Kinebeg Go Shim Mowiin – Snake Dance

By Elder Alo White

1976, I volunteered at my home Reserve White Fish Bay Pow Wow as Arena Director. Now named Naotkamegwanning First Nation. A visiting Elder and his family from the Menomonie Nation from Wisconsin USA came to celebrate with us.

In those days, me and my cousin Andy White used to take visiting families out for a day of fishing and that time we took this family out. It was their first time fishing and having a shorelunch with all the walleyes they caught. We had a good day.

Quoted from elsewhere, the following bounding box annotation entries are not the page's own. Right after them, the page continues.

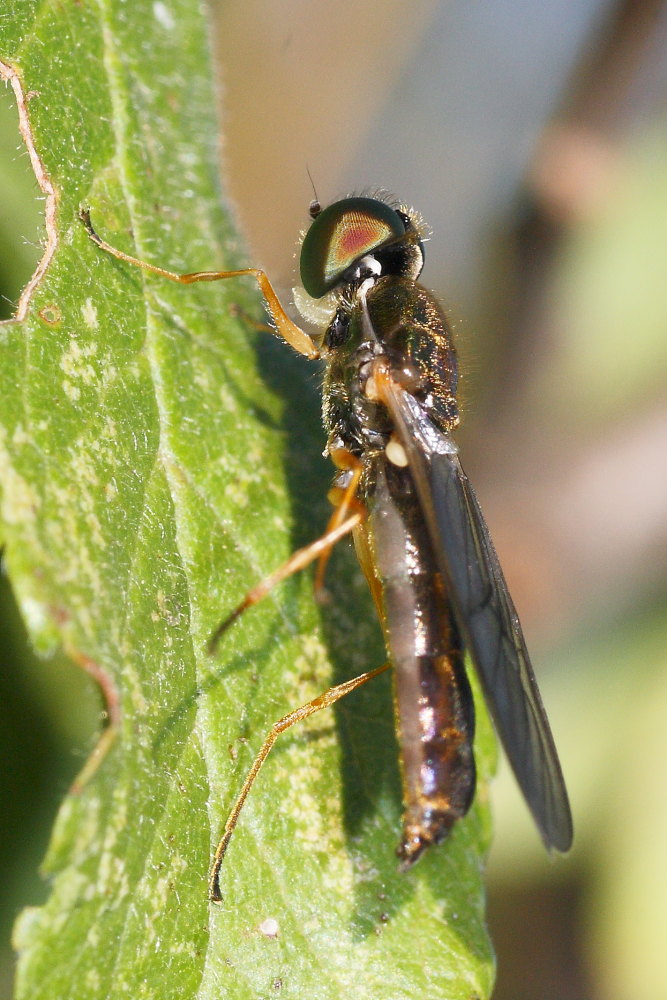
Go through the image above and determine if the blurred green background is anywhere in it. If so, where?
[0,0,667,1000]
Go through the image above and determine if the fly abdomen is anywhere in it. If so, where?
[356,456,475,868]
[396,650,475,869]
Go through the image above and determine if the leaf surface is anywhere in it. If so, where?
[0,0,493,1000]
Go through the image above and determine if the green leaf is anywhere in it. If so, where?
[0,0,493,1000]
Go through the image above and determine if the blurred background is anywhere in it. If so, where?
[0,0,667,1000]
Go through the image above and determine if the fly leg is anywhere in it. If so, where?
[208,510,364,653]
[79,208,320,359]
[314,448,365,603]
[208,663,389,903]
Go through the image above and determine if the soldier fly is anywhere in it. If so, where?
[81,196,572,901]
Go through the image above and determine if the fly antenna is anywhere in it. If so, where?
[306,164,322,219]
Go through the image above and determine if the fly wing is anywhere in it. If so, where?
[381,375,572,851]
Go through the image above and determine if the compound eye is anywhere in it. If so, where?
[301,198,405,299]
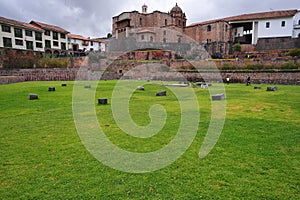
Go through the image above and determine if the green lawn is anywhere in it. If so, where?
[0,81,300,199]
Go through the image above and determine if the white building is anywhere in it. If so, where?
[68,34,105,53]
[30,21,69,54]
[229,10,300,45]
[0,17,45,52]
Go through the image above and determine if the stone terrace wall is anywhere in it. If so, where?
[0,68,119,81]
[185,72,300,85]
[0,68,300,85]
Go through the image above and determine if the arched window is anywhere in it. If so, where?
[207,25,211,31]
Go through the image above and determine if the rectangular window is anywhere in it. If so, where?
[60,42,66,50]
[35,32,42,41]
[15,28,23,38]
[60,33,66,39]
[15,39,23,46]
[26,41,33,50]
[45,40,51,49]
[2,25,11,33]
[25,30,32,37]
[35,42,43,48]
[45,30,50,36]
[3,37,12,47]
[53,31,58,39]
[206,25,211,32]
[53,41,58,47]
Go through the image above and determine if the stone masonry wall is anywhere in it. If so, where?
[0,68,300,85]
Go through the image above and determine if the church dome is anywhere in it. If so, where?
[171,3,182,13]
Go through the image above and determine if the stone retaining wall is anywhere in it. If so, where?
[0,68,300,85]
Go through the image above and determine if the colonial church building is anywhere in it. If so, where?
[112,4,300,56]
[112,4,187,43]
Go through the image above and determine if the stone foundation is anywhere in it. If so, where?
[0,68,300,85]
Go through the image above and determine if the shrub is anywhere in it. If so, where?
[221,63,238,70]
[246,63,264,70]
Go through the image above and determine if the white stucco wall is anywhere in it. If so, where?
[258,17,293,38]
[293,11,300,38]
[0,24,45,51]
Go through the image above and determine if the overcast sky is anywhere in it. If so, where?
[0,0,300,38]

That evening after Grand Entry the visiting Elder walked up to the MC stand and told the people how humbled him and family were after experiencing a day on the lake. He wanted to honour the community of Whitefish Bay by sharing a special Healing dance from his Tribe.

He explained about the Ginabeg and the teachings how the ginebeg is very close with Mother Earth and that Ginebeg heal us and listens to us. From spring time to late fall the Ginabeg is with us, protecting us when we are on the land. Listens to our pityful words to spirit. When it is time for Ginebeg to rest in winter, Ginebeg takes our words to the four sacred layers of Mother earth and this has been done from the beginning of time.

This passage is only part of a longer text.